LLM01:2023 - Prompt Injections

Description:
Prompt injections involve bypassing filters or manipulating the LLM using carefully crafted prompts that make the model ignore previous instructions or perform unintended actions. These vulnerabilities can lead to unintended consequences, including data leakage, unauthorized access, or other security breaches.

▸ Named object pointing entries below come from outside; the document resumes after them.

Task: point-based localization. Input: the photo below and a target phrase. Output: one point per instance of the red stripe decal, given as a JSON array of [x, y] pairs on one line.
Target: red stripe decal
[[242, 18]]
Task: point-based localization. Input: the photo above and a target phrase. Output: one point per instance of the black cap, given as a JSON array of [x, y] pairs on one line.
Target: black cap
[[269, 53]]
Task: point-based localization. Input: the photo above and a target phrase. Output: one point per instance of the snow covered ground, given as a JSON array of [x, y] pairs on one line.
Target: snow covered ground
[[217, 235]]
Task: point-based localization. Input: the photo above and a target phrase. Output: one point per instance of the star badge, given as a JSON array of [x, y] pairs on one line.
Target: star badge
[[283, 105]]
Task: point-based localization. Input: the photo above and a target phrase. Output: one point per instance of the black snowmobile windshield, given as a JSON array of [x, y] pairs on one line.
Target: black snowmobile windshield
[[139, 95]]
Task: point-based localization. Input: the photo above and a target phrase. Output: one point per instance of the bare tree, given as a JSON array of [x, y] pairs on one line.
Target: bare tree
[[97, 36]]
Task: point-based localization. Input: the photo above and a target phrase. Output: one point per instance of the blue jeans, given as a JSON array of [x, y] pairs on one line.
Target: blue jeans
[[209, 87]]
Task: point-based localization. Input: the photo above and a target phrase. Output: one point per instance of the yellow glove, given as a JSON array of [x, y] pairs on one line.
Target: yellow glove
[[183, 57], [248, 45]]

Common Prompt Injection Vulnerabilities:

• Crafting prompts that manipulate the LLM into revealing sensitive information.
• Bypassing filters or restrictions by using specific language patterns or tokens.
• Exploiting weaknesses in the LLM’s tokenization or encoding mechanisms.
• Misleading the LLM to perform unintended actions by providing misleading context.

How to Prevent:

• Implement strict input validation and sanitization for user-provided prompts.
• Use context-aware filtering and output encoding to prevent prompt manipulation.
• Regularly update and fine-tune the LLM to improve its understanding of malicious inputs and edge cases.
• Monitor and log LLM interactions to detect and analyze potential prompt injection attempts.

Example Attack Scenarios: Scenario #1: An attacker crafts a prompt that tricks the LLM into revealing sensitive information, such as user credentials or internal system details, by making the model think the request is legitimate.

Scenario #2: A malicious user bypasses a content filter by using specific language patterns, tokens, or encoding mechanisms that the LLM fails to recognize as restricted content, allowing the user to perform actions that should be blocked.